Forscher finden im Nordatlantik viel mehr Nanoplastik als erwartet
Baku, 11. Juli, AZERTAC
In den Ozeanen könnte sich deutlich mehr Kunststoff befinden als bislang weithin angenommen. Bei der Messung von Plastikteilchen im Bereich von Nanometern – das sind Millionstel Millimeter – entdeckten Wissenschaftler, dass deren Masse vermutlich größer ist als die von sichtbaren Kunststoffen und Mikroplastik zusammengenommen.
Die Messdaten stammen von zwölf Stellen im Nordatlantik, von küstennahen Meeresgebieten bis zur Tiefsee, vom gemäßigten Klima bis zu den Subtropen. Die Studie einer Forschergruppe um Dušan Materić vom Helmholtz-Zentrum für Umweltforschung (UFZ) in Leipzig ist in der Fachzeitschrift „Nature“ erschienen. „Sie sind überall in so großen Mengen vertreten, dass wir sie ökologisch nicht mehr vernachlässigen können“, bilanzierte der Chemiker die Arbeit.
Für die oberste Wasserschicht, in die das Sonnenlicht eindringt und die vom Wind durchmischt wird, rechneten Materić und Kollegen eine Masse von 27 Millionen Tonnen allein für den Nordatlantik hoch. „Das ist etwa die gleiche Größenordnung wie die geschätzte Masse am Makro- und Mikrokunststoff für den gesamten Atlantik“, wird Materić in einer Mitteilung seines Instituts zitiert.

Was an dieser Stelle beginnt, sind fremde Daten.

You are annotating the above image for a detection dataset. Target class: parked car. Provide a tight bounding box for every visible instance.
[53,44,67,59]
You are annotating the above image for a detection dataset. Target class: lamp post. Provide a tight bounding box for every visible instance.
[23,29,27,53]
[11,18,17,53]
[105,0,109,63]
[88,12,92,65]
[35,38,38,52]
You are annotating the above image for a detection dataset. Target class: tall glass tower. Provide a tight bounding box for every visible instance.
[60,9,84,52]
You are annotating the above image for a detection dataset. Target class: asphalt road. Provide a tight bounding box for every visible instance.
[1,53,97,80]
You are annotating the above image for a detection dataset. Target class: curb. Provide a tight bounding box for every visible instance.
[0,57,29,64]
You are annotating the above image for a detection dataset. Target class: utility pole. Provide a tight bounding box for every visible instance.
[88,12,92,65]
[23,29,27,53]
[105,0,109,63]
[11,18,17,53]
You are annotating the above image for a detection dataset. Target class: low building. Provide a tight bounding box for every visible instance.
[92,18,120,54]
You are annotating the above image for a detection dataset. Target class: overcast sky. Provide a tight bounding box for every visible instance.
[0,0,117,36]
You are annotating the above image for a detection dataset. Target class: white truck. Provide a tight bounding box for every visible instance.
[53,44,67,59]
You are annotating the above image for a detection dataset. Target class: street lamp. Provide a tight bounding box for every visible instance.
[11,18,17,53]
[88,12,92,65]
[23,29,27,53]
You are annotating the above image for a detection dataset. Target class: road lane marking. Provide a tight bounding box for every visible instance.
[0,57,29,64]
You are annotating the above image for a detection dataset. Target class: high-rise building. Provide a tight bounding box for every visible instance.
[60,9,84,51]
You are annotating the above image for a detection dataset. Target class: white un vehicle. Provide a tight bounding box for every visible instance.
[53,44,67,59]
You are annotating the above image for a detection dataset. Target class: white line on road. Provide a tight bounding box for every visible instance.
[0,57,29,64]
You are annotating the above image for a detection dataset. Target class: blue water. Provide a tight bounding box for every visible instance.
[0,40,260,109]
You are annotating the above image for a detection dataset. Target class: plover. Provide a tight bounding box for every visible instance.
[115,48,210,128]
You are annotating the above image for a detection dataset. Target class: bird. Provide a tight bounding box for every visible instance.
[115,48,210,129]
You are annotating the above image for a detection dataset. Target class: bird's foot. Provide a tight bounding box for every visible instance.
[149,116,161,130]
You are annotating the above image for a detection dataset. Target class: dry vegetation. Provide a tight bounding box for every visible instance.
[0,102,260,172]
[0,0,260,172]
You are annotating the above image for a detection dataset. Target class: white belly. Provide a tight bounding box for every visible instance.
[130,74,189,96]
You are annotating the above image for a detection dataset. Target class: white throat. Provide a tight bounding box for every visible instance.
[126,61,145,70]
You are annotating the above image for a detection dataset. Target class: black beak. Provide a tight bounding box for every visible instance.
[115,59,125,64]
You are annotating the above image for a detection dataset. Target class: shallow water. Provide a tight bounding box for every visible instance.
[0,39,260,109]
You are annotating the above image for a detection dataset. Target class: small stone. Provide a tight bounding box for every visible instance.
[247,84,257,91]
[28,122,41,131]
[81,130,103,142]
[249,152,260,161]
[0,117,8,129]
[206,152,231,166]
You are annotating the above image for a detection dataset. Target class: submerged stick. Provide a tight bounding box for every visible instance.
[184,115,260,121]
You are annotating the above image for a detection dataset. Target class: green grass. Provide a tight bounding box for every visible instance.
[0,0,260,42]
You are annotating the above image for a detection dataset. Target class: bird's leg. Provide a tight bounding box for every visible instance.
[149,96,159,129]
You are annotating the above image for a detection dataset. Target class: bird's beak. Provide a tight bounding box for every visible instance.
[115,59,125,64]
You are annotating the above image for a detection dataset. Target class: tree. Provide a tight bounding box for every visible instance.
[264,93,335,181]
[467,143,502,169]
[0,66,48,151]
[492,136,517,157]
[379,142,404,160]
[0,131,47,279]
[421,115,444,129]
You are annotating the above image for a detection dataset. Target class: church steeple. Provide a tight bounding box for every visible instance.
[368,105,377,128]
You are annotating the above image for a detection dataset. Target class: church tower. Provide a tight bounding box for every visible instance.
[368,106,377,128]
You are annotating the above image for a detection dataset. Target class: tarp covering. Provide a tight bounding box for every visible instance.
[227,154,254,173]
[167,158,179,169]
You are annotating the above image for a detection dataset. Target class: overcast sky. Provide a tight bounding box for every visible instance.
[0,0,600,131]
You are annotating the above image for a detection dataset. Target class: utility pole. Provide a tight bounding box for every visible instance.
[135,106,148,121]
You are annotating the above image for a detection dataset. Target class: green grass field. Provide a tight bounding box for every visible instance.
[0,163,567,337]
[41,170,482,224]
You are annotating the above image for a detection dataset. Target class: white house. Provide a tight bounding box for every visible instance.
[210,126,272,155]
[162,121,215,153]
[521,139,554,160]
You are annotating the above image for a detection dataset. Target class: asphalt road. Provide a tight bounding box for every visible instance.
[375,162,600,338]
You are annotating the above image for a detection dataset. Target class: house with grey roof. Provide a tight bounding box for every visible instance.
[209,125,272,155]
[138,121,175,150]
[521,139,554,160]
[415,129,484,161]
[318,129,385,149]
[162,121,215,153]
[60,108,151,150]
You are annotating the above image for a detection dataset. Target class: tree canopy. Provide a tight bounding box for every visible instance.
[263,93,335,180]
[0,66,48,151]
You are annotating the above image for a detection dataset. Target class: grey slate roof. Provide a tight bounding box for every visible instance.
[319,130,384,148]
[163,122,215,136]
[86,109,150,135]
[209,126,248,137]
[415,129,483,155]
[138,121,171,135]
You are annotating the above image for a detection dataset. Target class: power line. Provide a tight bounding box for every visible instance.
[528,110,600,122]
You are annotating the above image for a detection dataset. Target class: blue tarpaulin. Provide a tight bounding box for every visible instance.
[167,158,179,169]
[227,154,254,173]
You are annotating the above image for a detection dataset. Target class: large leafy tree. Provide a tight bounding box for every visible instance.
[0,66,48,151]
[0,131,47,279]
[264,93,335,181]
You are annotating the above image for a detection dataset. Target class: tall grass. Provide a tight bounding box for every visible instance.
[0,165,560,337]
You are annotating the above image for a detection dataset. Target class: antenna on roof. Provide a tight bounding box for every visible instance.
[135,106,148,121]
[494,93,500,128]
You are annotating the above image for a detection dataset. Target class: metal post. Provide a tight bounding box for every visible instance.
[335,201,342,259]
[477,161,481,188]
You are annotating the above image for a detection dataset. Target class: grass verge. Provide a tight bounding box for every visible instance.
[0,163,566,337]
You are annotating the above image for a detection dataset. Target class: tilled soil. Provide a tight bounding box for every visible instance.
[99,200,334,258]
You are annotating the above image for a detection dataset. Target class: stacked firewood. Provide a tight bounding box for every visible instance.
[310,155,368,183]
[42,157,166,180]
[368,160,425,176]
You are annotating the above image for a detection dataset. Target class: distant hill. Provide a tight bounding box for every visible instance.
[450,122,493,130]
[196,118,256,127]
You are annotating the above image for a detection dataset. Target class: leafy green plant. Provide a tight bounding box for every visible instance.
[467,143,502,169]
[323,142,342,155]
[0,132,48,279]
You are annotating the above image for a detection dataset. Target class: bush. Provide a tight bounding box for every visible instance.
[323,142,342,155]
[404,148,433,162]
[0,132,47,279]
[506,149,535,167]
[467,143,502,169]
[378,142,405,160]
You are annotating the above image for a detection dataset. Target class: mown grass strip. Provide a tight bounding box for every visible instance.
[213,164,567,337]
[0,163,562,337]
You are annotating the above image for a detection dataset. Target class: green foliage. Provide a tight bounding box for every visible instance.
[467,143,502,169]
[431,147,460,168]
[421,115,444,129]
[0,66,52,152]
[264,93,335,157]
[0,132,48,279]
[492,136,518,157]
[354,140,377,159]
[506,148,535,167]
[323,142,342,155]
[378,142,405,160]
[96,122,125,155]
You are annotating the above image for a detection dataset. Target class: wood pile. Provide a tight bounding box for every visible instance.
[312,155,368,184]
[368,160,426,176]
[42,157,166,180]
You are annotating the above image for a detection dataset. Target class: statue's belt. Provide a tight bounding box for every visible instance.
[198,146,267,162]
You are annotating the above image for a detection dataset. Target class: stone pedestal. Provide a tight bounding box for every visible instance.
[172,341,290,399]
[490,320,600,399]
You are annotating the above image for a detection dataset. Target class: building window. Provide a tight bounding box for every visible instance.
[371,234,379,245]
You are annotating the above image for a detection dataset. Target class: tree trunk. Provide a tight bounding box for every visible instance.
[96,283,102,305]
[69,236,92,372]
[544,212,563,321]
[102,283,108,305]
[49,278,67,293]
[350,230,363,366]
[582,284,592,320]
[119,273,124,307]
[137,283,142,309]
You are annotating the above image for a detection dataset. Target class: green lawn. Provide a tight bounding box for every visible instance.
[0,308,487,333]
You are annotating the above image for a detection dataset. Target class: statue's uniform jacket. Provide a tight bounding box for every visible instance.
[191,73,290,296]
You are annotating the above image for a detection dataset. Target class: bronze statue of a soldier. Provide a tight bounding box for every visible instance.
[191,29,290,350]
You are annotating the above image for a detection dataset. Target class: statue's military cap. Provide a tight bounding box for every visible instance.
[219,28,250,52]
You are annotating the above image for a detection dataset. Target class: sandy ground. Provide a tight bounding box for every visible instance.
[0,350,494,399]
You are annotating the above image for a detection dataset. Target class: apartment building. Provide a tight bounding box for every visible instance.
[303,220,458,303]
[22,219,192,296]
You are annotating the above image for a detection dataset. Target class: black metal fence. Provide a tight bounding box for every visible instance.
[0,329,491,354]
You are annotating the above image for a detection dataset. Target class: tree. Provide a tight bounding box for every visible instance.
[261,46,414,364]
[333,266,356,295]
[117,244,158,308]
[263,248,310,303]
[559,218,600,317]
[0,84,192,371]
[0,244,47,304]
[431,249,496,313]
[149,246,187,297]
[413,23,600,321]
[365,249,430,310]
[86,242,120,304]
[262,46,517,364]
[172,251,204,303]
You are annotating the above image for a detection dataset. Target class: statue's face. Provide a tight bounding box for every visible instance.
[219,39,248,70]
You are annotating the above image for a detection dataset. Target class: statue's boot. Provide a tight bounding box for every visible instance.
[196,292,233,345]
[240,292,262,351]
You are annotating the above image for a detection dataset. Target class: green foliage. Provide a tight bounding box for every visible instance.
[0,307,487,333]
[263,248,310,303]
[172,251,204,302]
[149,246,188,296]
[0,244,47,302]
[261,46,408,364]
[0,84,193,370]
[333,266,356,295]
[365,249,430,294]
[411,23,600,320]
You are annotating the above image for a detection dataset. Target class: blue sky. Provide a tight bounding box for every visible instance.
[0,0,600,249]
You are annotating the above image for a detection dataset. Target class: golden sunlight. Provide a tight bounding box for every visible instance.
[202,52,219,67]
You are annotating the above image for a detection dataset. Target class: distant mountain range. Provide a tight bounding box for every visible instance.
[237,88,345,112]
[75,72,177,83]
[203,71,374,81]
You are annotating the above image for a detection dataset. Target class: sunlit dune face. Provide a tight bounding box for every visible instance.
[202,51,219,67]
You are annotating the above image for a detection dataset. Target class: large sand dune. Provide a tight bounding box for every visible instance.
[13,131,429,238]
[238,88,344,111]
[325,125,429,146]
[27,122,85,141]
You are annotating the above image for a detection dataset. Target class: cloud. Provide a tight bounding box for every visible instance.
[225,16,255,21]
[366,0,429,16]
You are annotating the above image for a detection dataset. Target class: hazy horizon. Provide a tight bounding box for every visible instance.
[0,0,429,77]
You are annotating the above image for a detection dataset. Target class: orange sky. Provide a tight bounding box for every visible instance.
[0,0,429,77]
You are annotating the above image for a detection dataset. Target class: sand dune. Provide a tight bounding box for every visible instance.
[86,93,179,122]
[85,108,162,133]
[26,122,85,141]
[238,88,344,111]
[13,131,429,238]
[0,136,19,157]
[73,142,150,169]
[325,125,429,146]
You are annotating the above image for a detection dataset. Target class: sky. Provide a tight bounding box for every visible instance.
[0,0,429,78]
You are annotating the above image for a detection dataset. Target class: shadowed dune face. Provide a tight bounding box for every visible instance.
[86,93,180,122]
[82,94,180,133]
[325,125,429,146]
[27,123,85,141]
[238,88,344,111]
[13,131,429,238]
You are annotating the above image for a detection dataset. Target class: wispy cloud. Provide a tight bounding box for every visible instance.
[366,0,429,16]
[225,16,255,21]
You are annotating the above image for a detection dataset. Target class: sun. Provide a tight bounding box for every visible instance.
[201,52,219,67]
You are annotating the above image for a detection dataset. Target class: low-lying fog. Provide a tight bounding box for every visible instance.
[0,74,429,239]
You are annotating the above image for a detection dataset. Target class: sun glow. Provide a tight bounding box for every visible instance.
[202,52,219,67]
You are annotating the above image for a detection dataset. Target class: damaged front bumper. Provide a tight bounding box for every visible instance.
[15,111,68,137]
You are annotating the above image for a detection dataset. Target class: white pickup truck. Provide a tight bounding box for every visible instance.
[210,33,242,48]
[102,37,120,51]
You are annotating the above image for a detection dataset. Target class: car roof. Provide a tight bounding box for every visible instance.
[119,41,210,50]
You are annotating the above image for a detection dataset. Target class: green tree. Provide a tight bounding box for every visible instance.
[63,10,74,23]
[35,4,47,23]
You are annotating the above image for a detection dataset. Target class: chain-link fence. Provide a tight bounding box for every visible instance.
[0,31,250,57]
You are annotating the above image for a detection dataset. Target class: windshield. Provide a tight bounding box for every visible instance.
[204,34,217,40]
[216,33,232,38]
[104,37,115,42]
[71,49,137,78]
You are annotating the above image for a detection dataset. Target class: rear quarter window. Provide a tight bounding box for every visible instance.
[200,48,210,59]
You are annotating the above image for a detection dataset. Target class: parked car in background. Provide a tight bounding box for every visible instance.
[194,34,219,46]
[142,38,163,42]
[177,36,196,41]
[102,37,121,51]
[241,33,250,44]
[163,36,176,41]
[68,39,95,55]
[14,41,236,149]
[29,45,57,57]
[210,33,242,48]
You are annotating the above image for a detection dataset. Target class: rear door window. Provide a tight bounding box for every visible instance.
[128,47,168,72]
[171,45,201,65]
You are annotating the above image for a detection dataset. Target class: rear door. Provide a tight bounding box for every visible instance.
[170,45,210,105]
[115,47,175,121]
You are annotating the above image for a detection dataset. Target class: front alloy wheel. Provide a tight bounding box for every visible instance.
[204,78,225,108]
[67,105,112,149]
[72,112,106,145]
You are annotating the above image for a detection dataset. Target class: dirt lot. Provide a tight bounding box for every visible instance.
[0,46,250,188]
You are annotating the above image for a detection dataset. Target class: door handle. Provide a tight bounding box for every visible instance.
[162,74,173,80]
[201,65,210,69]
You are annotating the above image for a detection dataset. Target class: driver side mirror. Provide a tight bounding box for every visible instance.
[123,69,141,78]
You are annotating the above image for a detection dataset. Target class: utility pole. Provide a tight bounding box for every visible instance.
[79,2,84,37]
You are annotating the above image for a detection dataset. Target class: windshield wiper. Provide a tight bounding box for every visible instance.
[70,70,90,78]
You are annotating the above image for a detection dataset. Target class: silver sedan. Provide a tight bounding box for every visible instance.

Damit mache Nanoplastik einen großen Teil an der Plastikverschmutzung der Meere aus, heißt es weiter. „Noch vor ein paar Jahren war umstritten, ob es überhaupt Nanoplastik gibt. Unsere Ergebnisse zeigen nun, dass zumindest in diesem Ozeansystem die Masse von Nanoplastik mit derjenigen von Makro- und Mikroplastik vergleichbar ist“, sagt er.
Kunststoffe aus Plastikflaschen oder Einwegtrinkbechern - Im Durchschnitt aller Messstellen fanden die Studienautoren in zehn Meter Tiefe 18,1 Milligramm Nanoplastik pro Kubikmeter Wasser, in Küstennähe waren es 25 Milligramm. In der Nähe des Meeresbodens lag der Durchschnitt bei 5,5 Milligramm pro Kubikmeter, wie AZERTAC unter Berufung auf Spiegel berichtet.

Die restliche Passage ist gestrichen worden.